The cab quickly screeched to a halt, and nearly catapulted its back-end over its front. The driver must’ve been concussed, because there was a clear lack of togetherness in the way the revolver in their right hand sort-of drooped to one side or the other. The pistol managed to get a few shots off in my direction, but none of them anywhere near where I was. I ran towards the diner as the driver slowly stumbled in my direction, and lost them with some clever maneuvering through suburban backyards and this small city’s alleyways. I looked no worse for wear when I walked in, and the cab-driver was nowhere in sight, so I seated myself, ordered, etc.

The Filipino woman, with the bulging shirt pocket, and massive, black-leather purse, had on wavy, brown-silk pants with no pockets that were held up, slightly above her waistline, with elastic. The gaudy shirt she had on, which was a pattern of three green, red, and blue tropical birds in various relaxed scenarios (drinking, laying in hammocks, playing cards), was tucked into the pants. Sandwiched between one lucky blue bird with a straight flush feathered out in his right wing, and the elastic waste-band, a black wallet dotted with small turquoise pebbles stuck out, though it could’ve easily fit in her gargantuan bag.
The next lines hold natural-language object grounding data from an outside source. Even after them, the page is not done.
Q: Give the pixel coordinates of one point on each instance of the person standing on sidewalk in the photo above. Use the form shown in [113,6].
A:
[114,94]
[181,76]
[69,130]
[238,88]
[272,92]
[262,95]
Out of the wallet, dollar bills stuck out, a few of which dropped under the table after she and her companion left.
Her companion was a much shorter, much younger Filipino girl—probably around the age of 10 or 11—with a face that was completely devoid of expression, as though she’d already seen everything the world had to offer, and was completely unexcitable. She wore a blue dress, with laces at the hem that brushed against her knees as she walked. The dress had a white, round-collar, which was dotted with blue rabbit-head silhouettes. A stuffed bunny, filthy and mint green, dangled from her right hand.
After the older of the duo slid into her seat, the younger slid into the seat opposite. Both seats made a flatulent noise when they were filled. Neither member of the duo thought the noise was funny enough to warrant even a slight smirk.
The expressionless little girl couldn’t be convinced to let go of the filthy bunny without her chaperon having to raise her voice slightly. The girl sat her toy on the inside of the booth seat, closest to the window.
After scarfing a plate of Macaroni and Cheese down like a starving wolf cub, and chasing it with two comically large glasses of white milk, she strolled off to the bathroom, leaving her stuffed companion behind, in the booth.

It was about this time that the cab-driver directly crossed my line of sight. Well, the first thing that caught my line of sight was a still-lazily-grasped revolver peaking past the window, attached to an arm, attached to a cab-driver’s body. On instinct, I huddled down in my booth before the cab-driver’s head turned towards me. The back of my head bumped the table as I descended, and my coffee cup spilled about 2 ounces of not yet lukewarm coffee onto the table, and, subsequently, my head.

“Oh, you’re disgusting.”

The presumptuous little girl stopped in her path and turned her head towards me.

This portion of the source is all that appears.